When Democratic gubernatorial candidate Terry McAuliffe visited Charlottesville last Wednesday, he meandered up and down the Downtown Mall with Delegate David Toscano, discussing the economy and promising to prioritize small businesses if elected.

McAuliffe said he’s running on a platform of job creation and economic development, and wants to appeal to the entire political spectrum by running a mainstream campaign and focusing on economic growth rather than the “social ideological agenda that divides people” that he accused competitor Ken Cuccinelli of pushing.

“The best way you can do it is by listening to folks, like here in the bookstore, who have to sell to folks every single day,” he said during an interview in New Dominion Bookshop, one of several stops he made along the Mall. “They have the pulse of what’s going on.”

After the hand-shaking was over and the candidate had moved on, area business owners talked about what they want to see from both state and local government officials.

Carol Troxell, who owns New Dominion Bookshop, said she wants the government to help level the playing field for small business owners, and hopes new online sales taxes will contribute.

“I think that would be a really good start,” she told McAuliffe.

In Belmont, Tavola owner Michael Keaveny said there needs to be more collaboration between government officials and business owners, but political promises to improve the economy and support small local businesses don’t mean much to him.

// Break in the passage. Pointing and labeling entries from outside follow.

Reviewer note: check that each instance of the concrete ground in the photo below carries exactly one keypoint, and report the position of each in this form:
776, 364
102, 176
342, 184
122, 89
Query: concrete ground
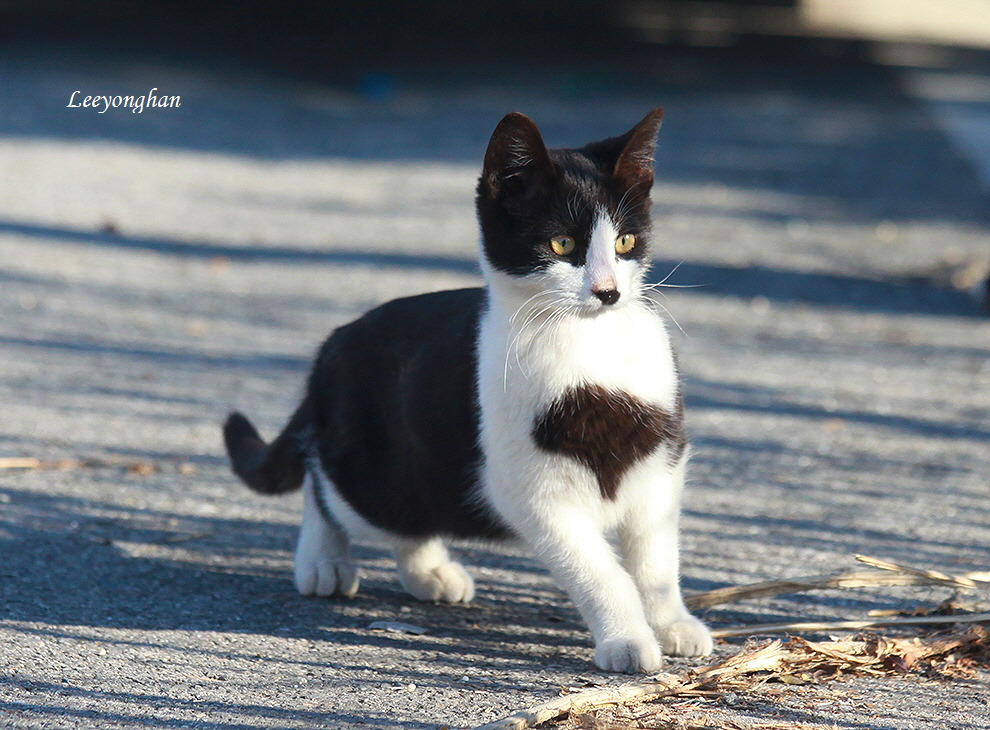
159, 269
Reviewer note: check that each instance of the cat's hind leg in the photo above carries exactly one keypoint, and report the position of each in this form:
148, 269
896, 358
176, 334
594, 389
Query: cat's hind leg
323, 564
428, 573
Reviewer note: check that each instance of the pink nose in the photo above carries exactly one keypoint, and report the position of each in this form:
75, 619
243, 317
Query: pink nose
607, 296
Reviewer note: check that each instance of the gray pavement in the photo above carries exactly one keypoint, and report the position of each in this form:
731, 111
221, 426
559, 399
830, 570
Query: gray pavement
157, 270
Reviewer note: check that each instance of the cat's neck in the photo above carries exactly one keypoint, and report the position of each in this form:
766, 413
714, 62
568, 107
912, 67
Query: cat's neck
535, 347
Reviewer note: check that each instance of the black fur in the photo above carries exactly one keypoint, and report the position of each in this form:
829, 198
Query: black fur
391, 408
607, 431
528, 194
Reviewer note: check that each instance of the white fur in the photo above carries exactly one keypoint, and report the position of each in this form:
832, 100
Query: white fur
617, 559
532, 349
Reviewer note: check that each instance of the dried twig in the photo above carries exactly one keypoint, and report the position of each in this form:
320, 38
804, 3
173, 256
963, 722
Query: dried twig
968, 580
794, 661
888, 574
20, 462
799, 627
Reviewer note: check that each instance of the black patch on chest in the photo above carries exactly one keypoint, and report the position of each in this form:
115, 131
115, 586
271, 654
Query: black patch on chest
608, 431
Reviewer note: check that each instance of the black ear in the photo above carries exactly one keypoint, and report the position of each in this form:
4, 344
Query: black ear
516, 158
629, 158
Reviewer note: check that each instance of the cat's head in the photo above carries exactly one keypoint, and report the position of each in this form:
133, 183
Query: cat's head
575, 222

“I’m tired of hearing about politicians championing small businesses,” he said. “The government might give them loans, but that just helps them open. They do nothing to help sustain businesses.”

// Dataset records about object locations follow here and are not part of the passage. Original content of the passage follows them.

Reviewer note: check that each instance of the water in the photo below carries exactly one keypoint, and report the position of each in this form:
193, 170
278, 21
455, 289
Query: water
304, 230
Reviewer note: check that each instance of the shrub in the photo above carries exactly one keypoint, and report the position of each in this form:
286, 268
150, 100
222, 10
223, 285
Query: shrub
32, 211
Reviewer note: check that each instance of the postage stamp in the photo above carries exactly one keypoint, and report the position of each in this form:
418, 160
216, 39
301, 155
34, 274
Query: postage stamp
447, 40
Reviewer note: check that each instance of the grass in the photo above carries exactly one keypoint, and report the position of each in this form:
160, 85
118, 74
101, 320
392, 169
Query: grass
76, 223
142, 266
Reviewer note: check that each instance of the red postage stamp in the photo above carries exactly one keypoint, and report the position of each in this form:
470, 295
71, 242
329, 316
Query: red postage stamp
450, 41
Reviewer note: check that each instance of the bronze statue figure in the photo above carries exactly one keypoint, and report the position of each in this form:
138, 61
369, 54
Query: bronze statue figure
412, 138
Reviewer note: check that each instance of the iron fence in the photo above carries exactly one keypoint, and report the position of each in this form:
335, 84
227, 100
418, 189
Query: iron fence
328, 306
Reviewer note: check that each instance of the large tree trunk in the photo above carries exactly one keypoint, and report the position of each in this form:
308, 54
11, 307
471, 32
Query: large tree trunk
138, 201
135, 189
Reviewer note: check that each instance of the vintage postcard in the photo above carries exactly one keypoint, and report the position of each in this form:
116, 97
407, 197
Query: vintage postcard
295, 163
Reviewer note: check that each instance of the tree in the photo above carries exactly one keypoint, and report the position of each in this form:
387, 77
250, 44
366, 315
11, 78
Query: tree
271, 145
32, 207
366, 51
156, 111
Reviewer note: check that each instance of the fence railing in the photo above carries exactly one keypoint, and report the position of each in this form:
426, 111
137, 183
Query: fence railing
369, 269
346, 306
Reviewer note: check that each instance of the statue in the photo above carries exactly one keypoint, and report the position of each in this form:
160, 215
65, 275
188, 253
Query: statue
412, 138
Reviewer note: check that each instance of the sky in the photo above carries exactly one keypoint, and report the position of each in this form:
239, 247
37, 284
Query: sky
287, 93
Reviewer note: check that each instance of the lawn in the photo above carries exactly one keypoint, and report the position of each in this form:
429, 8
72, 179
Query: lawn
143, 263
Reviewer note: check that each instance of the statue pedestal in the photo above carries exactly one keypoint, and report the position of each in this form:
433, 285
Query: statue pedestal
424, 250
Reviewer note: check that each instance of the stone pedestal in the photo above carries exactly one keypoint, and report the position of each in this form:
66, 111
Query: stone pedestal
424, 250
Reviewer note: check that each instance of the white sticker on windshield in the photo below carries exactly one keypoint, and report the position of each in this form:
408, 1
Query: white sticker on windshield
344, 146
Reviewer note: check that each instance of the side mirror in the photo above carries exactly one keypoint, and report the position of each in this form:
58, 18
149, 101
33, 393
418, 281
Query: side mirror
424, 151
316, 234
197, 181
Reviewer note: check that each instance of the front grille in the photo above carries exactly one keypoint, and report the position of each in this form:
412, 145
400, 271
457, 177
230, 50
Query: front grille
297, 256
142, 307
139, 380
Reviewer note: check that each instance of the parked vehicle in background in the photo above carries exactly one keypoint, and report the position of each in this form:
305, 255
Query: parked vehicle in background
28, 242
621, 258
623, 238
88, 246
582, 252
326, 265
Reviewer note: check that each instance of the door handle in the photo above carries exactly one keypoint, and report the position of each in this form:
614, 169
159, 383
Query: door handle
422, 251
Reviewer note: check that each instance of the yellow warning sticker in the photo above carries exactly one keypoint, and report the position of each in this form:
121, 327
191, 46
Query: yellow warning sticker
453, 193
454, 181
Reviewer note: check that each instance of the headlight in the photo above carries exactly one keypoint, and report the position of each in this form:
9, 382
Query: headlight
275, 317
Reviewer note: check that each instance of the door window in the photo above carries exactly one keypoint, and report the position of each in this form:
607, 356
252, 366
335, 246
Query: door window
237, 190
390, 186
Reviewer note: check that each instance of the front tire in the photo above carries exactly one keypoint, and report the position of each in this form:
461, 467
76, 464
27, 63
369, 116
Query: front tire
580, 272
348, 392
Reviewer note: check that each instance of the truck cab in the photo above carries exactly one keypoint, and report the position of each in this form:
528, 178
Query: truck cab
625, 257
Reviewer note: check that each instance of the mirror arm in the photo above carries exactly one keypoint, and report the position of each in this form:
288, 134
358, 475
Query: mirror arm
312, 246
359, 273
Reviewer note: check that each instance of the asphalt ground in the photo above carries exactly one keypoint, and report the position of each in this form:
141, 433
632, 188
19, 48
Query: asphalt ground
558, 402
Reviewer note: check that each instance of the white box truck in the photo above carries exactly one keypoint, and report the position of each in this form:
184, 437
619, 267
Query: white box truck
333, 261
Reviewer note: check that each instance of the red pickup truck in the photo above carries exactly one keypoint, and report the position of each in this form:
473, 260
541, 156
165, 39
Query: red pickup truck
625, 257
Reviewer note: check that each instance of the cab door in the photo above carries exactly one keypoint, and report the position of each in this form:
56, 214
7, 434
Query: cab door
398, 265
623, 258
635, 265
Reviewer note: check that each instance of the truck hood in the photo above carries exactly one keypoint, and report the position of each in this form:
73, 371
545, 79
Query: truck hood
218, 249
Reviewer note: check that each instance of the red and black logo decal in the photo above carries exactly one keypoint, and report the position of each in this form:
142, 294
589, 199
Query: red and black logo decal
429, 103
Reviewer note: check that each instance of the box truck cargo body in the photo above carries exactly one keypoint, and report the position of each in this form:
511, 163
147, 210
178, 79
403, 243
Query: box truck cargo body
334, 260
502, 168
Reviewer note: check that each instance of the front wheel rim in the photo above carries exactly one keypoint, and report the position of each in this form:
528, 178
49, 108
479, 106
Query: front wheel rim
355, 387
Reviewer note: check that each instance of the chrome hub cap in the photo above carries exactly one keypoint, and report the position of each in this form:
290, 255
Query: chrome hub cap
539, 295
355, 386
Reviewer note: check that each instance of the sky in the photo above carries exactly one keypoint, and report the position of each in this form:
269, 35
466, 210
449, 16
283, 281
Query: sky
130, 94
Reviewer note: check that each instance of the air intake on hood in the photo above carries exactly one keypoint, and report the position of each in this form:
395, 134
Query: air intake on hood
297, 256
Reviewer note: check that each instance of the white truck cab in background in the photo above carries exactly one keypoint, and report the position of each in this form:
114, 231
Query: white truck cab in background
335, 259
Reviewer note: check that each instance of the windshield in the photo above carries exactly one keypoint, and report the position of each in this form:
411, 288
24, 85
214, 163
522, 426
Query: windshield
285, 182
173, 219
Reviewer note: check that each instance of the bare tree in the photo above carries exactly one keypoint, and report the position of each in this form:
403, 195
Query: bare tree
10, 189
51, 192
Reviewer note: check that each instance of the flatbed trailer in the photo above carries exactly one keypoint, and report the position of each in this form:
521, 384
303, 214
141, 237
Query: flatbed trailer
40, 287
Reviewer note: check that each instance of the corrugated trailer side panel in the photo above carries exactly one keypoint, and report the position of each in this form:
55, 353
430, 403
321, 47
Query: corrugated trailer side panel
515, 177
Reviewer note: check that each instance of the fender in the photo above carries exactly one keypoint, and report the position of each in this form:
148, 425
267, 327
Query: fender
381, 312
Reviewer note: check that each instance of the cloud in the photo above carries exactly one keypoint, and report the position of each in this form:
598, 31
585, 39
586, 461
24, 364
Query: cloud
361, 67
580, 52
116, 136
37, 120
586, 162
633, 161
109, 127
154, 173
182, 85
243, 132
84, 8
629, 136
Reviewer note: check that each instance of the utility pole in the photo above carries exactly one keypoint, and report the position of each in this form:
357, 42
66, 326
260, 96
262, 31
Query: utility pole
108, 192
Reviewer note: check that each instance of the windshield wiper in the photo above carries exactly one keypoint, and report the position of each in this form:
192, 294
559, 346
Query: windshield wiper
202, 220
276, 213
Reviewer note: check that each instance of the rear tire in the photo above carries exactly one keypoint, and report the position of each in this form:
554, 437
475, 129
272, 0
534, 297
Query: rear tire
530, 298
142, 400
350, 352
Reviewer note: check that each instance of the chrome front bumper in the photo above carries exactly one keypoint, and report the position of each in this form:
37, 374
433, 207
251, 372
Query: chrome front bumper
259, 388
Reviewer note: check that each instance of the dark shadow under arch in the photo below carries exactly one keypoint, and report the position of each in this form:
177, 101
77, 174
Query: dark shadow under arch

Zocalo owner Ivan Rekosh was impartial to McAuliffe’s visit, and more concerned about what local government is doing to help small businesses, especially in regard to safety on the Downtown Mall. Loitering, panhandling, and fighting have been recurring problems outside his restaurant during the warmer months, and he said he welcomes the use of tax dollars to fund the Downtown Ambassadors, a pilot program intended to address loitering and assist tourists.

“The perception of the Mall as a safe place is what’s most important to me,” Rekosh said.

Business has been slower over the last couple of years, he said, and he hopes City Council’s attention to Downtown safety will boost sales.

A block down the Mall, Chaps Ice Cream owner Tony LaBua agreed that business is slower than he’d like, and said he has to employ a “skeletal staff” to cut labor costs. With loyal customers still coming in for grilled cheese sandwiches and milkshakes, the 28-
year-old Downtown diner has stayed afloat, but LaBua is unimpressed by politicians’ attempts to fix the economy. He thinks businesses would be in better shape if elected officials focused their efforts elsewhere.

“We would all be better off if the government gets out of the way and lets business work,” LaBua said.